As a part of this series, we had the pleasure of interviewing Friederike Fabritius.

Friederike Fabritius, MS, is a neuroscientist and trailblazer in the field of neuroleadership. Her brain-based leadership programs have transformed how Fortune 500 executives think, innovate, and navigate change. Fabritius is a thought leader and keynote speaker, known for engaging global audiences at organizations like Google, Ernst & Young (EY), Boston Consulting Group (BCG), Adecco, Accenture, Deloitte, BMW, Bayer, SAP, Harvard Business Review, trivago , and Audi. She is the award-winning and bestselling author of the book The Leading Brain: Neuroscience Hacks to Work Smarter, Better, Happier. Her highly anticipated follow-up The Brain-Friendly Workplace: Why Talented People Quit and How to Get Them to Stay is available for pre-order now and will be released October 11, 2022!

Thank you for making time to visit with us about the topic of our time. Our readers would like to get to know you better. Tell us about a formative experience that prompted you to change your relationship with work and how work shows up in your life.

It was my time spent working in consulting that really changed my relationship with work. I had spent a lot of time in the laboratory before, studying neuroscience and how our brains function at their best and I wanted to bring that into the corporate world! In reality, what happened when I started consulting is that I started working in ways that I knew were counterproductive, and against everything I had just spent my life studying. I was working around the clock, traveling across the globe with no sleep and gallons of coffee; I couldn’t even think straight during that time. When I look back now, everything from that time just seems a blur. This really forced me to realize and reflect on the fact that in order to be truly productive, we need to integrate what we know about the brain from neuroscience. So, I quit consulting and I started integrating those two worlds myself — the neuroscience world with the business world.

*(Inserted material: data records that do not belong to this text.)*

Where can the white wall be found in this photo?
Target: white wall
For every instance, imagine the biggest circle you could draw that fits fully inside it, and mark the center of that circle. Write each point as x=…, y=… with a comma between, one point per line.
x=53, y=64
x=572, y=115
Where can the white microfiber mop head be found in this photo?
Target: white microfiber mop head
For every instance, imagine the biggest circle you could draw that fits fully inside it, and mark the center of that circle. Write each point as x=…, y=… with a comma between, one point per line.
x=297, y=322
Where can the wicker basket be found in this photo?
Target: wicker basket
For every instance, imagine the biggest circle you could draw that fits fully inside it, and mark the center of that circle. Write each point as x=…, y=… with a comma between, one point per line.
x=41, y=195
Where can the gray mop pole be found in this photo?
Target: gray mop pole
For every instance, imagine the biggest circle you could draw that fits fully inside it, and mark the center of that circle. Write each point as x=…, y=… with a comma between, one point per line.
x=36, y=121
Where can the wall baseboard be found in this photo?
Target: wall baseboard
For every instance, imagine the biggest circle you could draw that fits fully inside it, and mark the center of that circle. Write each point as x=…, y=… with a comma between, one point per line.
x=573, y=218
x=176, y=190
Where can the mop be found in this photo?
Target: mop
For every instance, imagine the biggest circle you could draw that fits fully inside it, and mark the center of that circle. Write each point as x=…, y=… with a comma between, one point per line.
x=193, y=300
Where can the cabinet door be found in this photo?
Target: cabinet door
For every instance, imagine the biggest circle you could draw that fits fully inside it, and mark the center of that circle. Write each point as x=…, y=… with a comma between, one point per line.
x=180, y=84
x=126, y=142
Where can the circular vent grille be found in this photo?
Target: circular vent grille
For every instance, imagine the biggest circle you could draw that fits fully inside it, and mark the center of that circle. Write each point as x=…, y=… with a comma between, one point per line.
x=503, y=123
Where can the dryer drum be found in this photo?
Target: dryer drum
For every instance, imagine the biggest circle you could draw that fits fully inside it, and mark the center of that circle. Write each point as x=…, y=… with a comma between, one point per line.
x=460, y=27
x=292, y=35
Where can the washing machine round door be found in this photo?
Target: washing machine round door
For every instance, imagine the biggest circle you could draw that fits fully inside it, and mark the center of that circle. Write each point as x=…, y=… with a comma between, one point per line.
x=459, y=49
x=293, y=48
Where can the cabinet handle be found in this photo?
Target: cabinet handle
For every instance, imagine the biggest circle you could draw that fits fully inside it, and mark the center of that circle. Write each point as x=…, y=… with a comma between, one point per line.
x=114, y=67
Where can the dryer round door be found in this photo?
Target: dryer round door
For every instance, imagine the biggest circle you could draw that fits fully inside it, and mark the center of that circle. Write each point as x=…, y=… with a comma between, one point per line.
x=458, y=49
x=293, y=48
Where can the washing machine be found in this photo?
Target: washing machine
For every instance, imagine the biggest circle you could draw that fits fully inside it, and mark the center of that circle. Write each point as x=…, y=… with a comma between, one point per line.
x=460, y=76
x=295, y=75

Harvard Business Review predicts that wellness will become the newest metric employers will use to analyze and to assess their employees’ mental, physical and financial health. How does your organization define wellness, and how does your organization measure wellness?

I tend to look at wellness through a scientific lens, which may be a bit different than most. From that perspective, wellness is all about brainwaves and it is actually something that can be measured objectively. A relaxed and focused brain will have much different wave patterns than a stressed brain! But this isn’t entirely practical for most places of work — they don’t have EEG’s hanging around to follow up on how their employees are managing. Without all of the beautiful machines from my lab, the easiest and most consistent way I have found to measure wellness is this: Ask yourself how you are feeling. Often, we are so busy with work or life that we become disconnected from how we are really doing overall and setting aside time to consciously and deliberately ask ourselves “On a scale from 1–10, how happy/fulfilled am I feeling?” (and being honest with the answer!) can tell us a lot about our overall wellness. If your number is too low, something needs to change.

Based on your experience or research, how do you correlate and quantify the impact of a well workforce on your organization’s productivity and profitability?

A happy workforce, a respected and valued workforce has been proven to be more productive (and therefore more profitable). When we are less stressed, we are better able to reap the benefits of oxytocin as well as serotonin; we are able to form stronger emotional bonds with our co-workers and employers and our brains will naturally want to work to see these people whom we care about succeed and do well. Neuro-economist Paul Zak found that on average there was a $10,000 INCREASE in revenue per employee per year in companies where high levels of trust and kinship were fostered. That’s a definitive example of how wellness impacts a company’s bottom line!

Even though most leaders have good intentions when it comes to employee wellness, programs that require funding are beholden to business cases like any other initiative. The World Health Organization estimates for every $1 invested into treatment for common mental health disorders, there is a return of $4 in improved health and productivity. That sounds like a great ROI. And, yet many employers struggle to fund wellness programs that seem to come “at the cost of the business.” What advice do you have to offer to other organizations and leaders who feel stuck between intention and impact?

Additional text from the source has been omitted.